Tahira Kashyap’s directorial debut is a sweet relief as it explores the love story of a sweet nascent boy Maninder (Mihir Ahuja) and Nimmi (Kajol Chugh) who is his temporary neighbour on quarantine. Both share a mutual love towards music and we hear Ayushmann Khurana’s voice and composition through them. The script makes one reminisce about their first love and the naivety that came along with it.
Anand Tiwari’s ‘Star Host’ is set in the charming town of Mahabaleshwar where Aditya (Rohit Saraf) and Tara (Simran Jehani) meet by accident. Their collision sets the tone for a journey of self discovery, love and adventure. While the film is replete with philosophical anecdotes and is supported by good acting, the script falls short at points and makes the audience crave for a more wholesome ending.
‘She loves me, she loves me not’ is directed by Danish Aslam & he beautifully captures the essence of queer love. Muskaan (Sanjeeta Bhattacharya) and Tarasha (Saba Azad) tell their story in an endearing way. From brilliant transitions between scenes to seasoned acting, this short film is lighthearted even if it lacks finesse at certain points. The script delivers a contemporary take on setting boundaries in love and de-stigmatises the romanticism of healing your partner with your love.

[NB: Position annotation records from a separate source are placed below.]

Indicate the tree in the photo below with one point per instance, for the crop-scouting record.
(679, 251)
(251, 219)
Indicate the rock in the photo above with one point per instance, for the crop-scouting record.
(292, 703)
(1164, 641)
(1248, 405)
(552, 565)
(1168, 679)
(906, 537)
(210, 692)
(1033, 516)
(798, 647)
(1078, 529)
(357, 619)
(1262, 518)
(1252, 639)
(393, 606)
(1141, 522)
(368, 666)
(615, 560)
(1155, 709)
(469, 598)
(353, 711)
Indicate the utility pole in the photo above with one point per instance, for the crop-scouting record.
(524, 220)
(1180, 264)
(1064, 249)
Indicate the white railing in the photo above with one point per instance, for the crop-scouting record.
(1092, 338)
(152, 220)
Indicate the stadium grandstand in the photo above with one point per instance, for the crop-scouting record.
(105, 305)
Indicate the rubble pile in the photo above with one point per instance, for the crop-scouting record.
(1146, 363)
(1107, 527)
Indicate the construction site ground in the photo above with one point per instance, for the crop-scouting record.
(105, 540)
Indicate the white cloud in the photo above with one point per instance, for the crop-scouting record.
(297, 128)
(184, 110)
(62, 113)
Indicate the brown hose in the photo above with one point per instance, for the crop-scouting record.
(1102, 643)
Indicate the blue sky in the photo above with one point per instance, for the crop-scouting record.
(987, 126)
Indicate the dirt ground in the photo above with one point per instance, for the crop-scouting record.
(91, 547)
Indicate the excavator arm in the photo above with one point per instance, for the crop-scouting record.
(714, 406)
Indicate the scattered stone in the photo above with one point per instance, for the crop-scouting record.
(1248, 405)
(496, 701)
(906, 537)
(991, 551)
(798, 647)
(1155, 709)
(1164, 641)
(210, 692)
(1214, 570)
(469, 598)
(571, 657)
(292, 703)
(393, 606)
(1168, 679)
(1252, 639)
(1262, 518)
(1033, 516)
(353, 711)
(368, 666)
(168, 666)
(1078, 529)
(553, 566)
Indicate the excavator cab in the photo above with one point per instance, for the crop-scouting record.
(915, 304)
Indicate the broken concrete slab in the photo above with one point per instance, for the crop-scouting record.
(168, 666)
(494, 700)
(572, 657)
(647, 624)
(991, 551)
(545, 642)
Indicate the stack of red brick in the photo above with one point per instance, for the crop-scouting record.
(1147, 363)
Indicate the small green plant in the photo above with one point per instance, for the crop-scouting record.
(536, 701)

Sachin Kundalkar’s ‘Interview’ is a peculiarly fresh take on love and tends to stand out for the same. Shahana’s (Zayn Marie Khan) confidence not only rubs off on Rajeev (Neeraj Madhav) but also rubs off on us as the audience. The ability of the actors to bring justice to a well rounded script is unparalleled. With two protagonists from different cities and cultures, they meet at an interview as we witness an unlikely affection grow.
Jaydeep Sarkar’s ‘Ishq Mastana’ is the final short film of this anthology. From personal baggage to activism, the director pushes Mehr (Tanya Maniktala) and Kabir (Skand Thakur) to find love in an unexpected setting. While the film is unable to achieve a depth of character in 30 minutes, it does leave one feeling warm and fuzzy by the end of it.
While the stories and characters serve us a concoction of mixed feelings and may not necessarily leave a profound impact, the anthology stays true to delivering sweet romantic beginnings, especially heartwarming in the state the world is currently in. This series encourages a diverse range of storytelling in the genre of romance and leaves one yearning for meet-cutes and juvenile love. Feels Like Ishq is a laid-back watch and is set to put one in a good mood through its heartwarming content.
According to me, the anthology has done justice to its proposed crux- young love. It does not deliver happy endings but instead a vague sense of how love stories begin. The audience is left to direct the rest of the lives of the character as they wish, and that in itself is noteworthy.
Feels Like Ishq is now streaming on Netflix.